Esa era la única explicación que se le ocurría a Ryu mientras permanecía en medio de la presión. Las miradas asesinas se cernían sobre él desde todos los lados, pero si las meras miradas pudieran matarlo, habría muerto hace mucho, mucho tiempo.

Tenían miedo. La presión alrededor de Ryu en este preciso momento era tan palpable que sentían amenazado su derecho a vivir con solo sentirla. No tenían forma de entender cómo era que Ryu parecía no haberse visto afectado en absoluto.

Justo un momento antes, habían sentido su miedo. Estaba ahí. Pero en un abrir y cerrar de ojos, se desvaneció como una bocanada de humo, como si finalmente hubiera alcanzado la cima de la montaña y ahora se deslizara por su ladera.

La confianza que Ryu exudaba era tan palpable que la presión no parecía tocarlo en absoluto.
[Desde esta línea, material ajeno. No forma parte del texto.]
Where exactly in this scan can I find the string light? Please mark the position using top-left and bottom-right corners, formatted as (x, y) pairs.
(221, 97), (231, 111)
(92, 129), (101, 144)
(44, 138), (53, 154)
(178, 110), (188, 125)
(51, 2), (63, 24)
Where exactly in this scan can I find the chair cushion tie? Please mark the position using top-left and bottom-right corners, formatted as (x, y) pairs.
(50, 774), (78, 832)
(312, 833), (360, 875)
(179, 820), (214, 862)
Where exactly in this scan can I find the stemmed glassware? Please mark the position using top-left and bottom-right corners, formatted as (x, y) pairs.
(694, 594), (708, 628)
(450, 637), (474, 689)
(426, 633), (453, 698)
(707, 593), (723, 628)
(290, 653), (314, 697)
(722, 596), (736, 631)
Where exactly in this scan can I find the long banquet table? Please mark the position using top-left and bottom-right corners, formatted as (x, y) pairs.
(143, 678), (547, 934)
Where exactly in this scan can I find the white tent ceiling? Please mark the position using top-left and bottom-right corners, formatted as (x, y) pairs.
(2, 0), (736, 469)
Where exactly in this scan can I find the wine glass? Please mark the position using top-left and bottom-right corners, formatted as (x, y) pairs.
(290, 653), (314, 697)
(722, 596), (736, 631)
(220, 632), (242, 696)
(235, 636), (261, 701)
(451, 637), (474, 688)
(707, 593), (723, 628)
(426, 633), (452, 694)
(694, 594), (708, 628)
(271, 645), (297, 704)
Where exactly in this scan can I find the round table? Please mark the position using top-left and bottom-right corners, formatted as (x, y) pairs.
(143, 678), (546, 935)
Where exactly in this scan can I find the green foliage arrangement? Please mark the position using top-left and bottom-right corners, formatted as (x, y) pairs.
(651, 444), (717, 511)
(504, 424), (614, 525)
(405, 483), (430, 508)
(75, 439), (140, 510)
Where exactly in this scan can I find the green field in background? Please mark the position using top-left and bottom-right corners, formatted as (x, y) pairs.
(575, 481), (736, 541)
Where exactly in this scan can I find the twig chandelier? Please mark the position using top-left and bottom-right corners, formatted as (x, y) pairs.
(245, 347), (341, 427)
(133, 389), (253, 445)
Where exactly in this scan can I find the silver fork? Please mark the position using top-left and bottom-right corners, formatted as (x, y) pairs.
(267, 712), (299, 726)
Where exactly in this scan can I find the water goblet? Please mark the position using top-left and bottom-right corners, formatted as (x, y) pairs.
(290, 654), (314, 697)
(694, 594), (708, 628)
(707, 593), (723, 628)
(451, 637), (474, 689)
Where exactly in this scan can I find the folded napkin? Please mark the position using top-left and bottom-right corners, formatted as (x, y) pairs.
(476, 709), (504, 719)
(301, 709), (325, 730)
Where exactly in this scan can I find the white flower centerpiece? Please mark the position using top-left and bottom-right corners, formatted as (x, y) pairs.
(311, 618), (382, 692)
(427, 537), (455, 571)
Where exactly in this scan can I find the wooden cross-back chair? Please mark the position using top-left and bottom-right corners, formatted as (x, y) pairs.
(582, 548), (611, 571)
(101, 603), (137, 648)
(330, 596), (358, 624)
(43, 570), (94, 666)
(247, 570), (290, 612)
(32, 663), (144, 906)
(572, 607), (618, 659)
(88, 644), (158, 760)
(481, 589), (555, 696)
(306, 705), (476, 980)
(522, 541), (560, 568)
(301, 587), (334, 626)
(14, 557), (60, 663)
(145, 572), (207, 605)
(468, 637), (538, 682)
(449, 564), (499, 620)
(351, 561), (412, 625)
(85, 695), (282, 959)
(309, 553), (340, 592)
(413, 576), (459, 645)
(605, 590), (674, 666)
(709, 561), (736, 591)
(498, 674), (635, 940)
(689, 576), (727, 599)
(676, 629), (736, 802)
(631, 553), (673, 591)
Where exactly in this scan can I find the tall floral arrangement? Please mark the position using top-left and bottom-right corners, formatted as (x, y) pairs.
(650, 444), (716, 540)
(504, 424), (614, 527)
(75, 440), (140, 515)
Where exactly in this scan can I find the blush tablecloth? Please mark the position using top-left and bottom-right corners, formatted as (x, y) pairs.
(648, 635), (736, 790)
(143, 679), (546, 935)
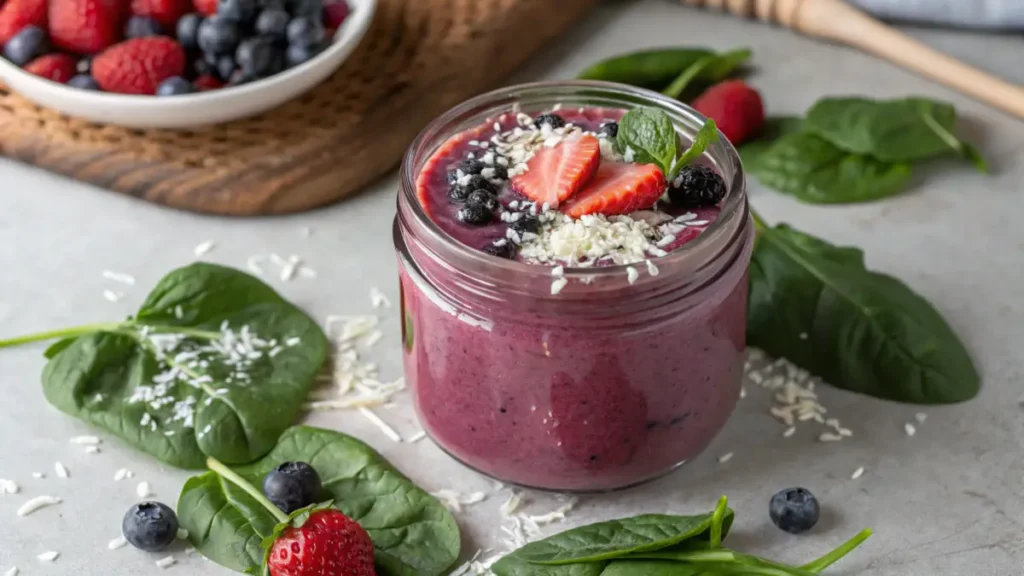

Como si una fina película lo rodeara.

Tybalt era el único que miraba a Ryu con una mirada distinta al miedo o la rabia. Era una fascinación indisimulada… Sin embargo, no parecía que estuviera mirando a un humano, sino que contemplaba un tesoro de valor incalculable que tenía que ser suyo.

La mirada de Galkos se entrecerró. Todavía no era el momento de que actuara. Si se movía imprudentemente, como él era el objetivo de este castigo para empezar, tendría que soportar gran parte de la presión.

«¿De verdad tengo que dejar que actúe a su antojo por ahora? Aunque se lo quede todo para él, una vez que el castigo se haya debilitado lo suficiente, todavía podré actuar. Su cultivo es demasiado bajo para entender esa llama y existen algunos métodos para extraerla después de que todo esto termine, aunque es un poco peligroso…»

Cuando Galkos llegó a este punto en sus pensamientos, empezó a regular su respiración y a controlar su temperamento.

Los cielos se habían hecho añicos hacía tiempo, una arremolinada masa de nubes negras pesaba desde arriba. Pero, incluso después de varios momentos, no había descendido nada. El suspense dejaba a la gente en ascuas, la furia se encendía cada vez más, como si fuera a continuar para siempre…

Pero fue exactamente en ese momento cuando ocurrió.

Dos manos del tamaño de mundos se aferraron a los bordes del vacío y lo rasgaron en dos.

La mirada de Ryu se entrecerró, su corazón latía firme y fuerte. Tenía la sensación de que esas manos no estaban aquí por nadie más que por él. Y muy pronto, se demostró que tenía razón.

Una mano extendió un dedo que empequeñecía una montaña. Se flexionó ligeramente y luego soltó.

Un qi impío descendió del vacío, preparado para hacerlo todo trizas.

Ryu había dicho que vinieran. Y los Cielos lo habían escuchado.